Il serait inéquitable de laisser à M. [G] [R] et Mme [K] [A] épouse [R] la charge de la totalité des frais exposés pour faire valoir leurs droits et M. [Q] [M] [T] sera seul condamné à lui payer la somme de 150 euros sur le fondement de l’article 700 du code de procédure civile pour les mêmes motifs.

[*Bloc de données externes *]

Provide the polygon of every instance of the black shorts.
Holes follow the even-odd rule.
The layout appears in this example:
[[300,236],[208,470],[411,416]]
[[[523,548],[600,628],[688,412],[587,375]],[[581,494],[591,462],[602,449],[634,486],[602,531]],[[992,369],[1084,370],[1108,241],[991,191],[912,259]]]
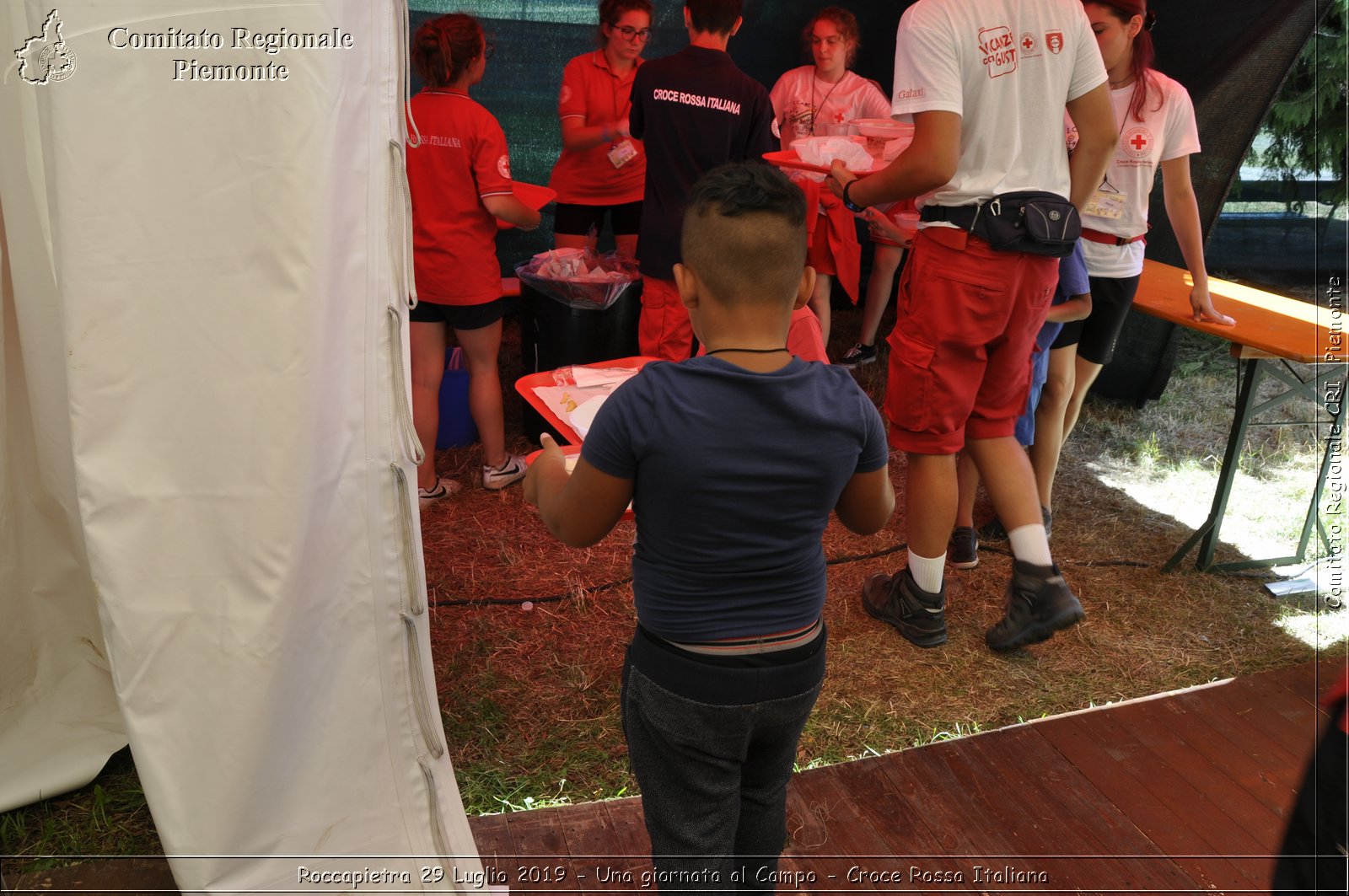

Le jugement est de plein droit assorti de l’exécution provisoire.
PAR CES MOTIFS
Statuant publiquement, par jugement réputé contradictoire, rendu en premier ressort, par mise à disposition au greffe,
CONSTATE que les conditions d’acquisition de la clause résolutoire figurant au bail conclu le 21 décembre 2017 entre M. [G] [R] et Mme [K] [A] épouse [R] et M. [Q] [M] [T] concernant le logement situé au 169 rue Edouard Vaillant numéro de lot 38 à Roubaix et une place de parking lot 55 sont réunies à la date du 14 juin 2025 ;
ORDONNE, à défaut de départ volontaire des lieux, l’expulsion de M. [Q] [M] [T] ainsi que celle de tout occupant de son chef, dans un délai de deux mois à compter de la signification d’un commandement d’avoir à libérer les lieux, avec au besoin le concours de la force publique ;
CONDAMNE M. [Q] [M] [T] à payer à M. [G] [R] et Mme [K] [A] épouse [R] la somme de 4 061.72 euros (échéance du mois de juillet 2025 incluse) ;
CONDAMNE M. [Q] [M] [T] à payer à M. [G] [R] et Mme [K] [A] épouse [R] une indemnité mensuelle d’occupation d’un montant équivalent à celui du loyer et des charges, tel qu’il aurait été si le contrat s’était poursuivi, à compter du 1er août 2025 et jusqu’à la date de la libération effective et définitive des lieux, caractérisée par la restitution des clés ;
CONDAMNE M. [J] [Y], solidairement avec M. [Q] [M] [T], à payer à M. [G] [R] et Mme [K] [A] épouse [R] la somme de 4 061.72 euros (échéance du mois de juillet 2025 incluse) ainsi qu’une indemnité mensuelle d’occupation d’un montant équivalent à celui du loyer et des charges, tel qu’il aurait été si le contrat s’était poursuivi, du 1er août 2025 jusqu’à la libération des lieux et au plus tard jusqu’au 21 décembre 2026 ;
CONDAMNE M. [Q] [M] [T] à payer à M. [G] [R] et Mme [K] [A] épouse [R] la somme de 150 euros au titre de l’article 700 du code de procédure civile ;
CONDAMNE M. [Q] [M] [T] aux dépens, qui comprendront notamment le coût du commandement de payer, de son signalement à la Commission de coordination des actions de prévention des expulsions locatives, de l’assignation et de sa notification à la préfecture ;
DEBOUTE M. [G] [R] et Mme [K] [A] épouse [R] de leurs demandes accessoires formées à l’encontre de M. [J] [Y] ;
RAPPELLE que le jugement est de plein droit exécutoire par provision ;
En foi de quoi, le jugement a été signé par le juge et le cadre greffier,
EN CONSÉQUENCE
La REPUBLIQUE FRANÇAISE mande et ordonne à tous les commissaires de justice, sur ce requis, de mettre ladite décision à exécution, aux procureurs généraux et aux procureurs de la République prés les Tribunaux Judiciaires d’y tenir la main, à tous les commandants et officiers de la Force Publique de prêter main-forte, lorsqu’ils en seront légalement requis. En foi de quoi, la présente décision a été signée par le Président et le cadre Greffier.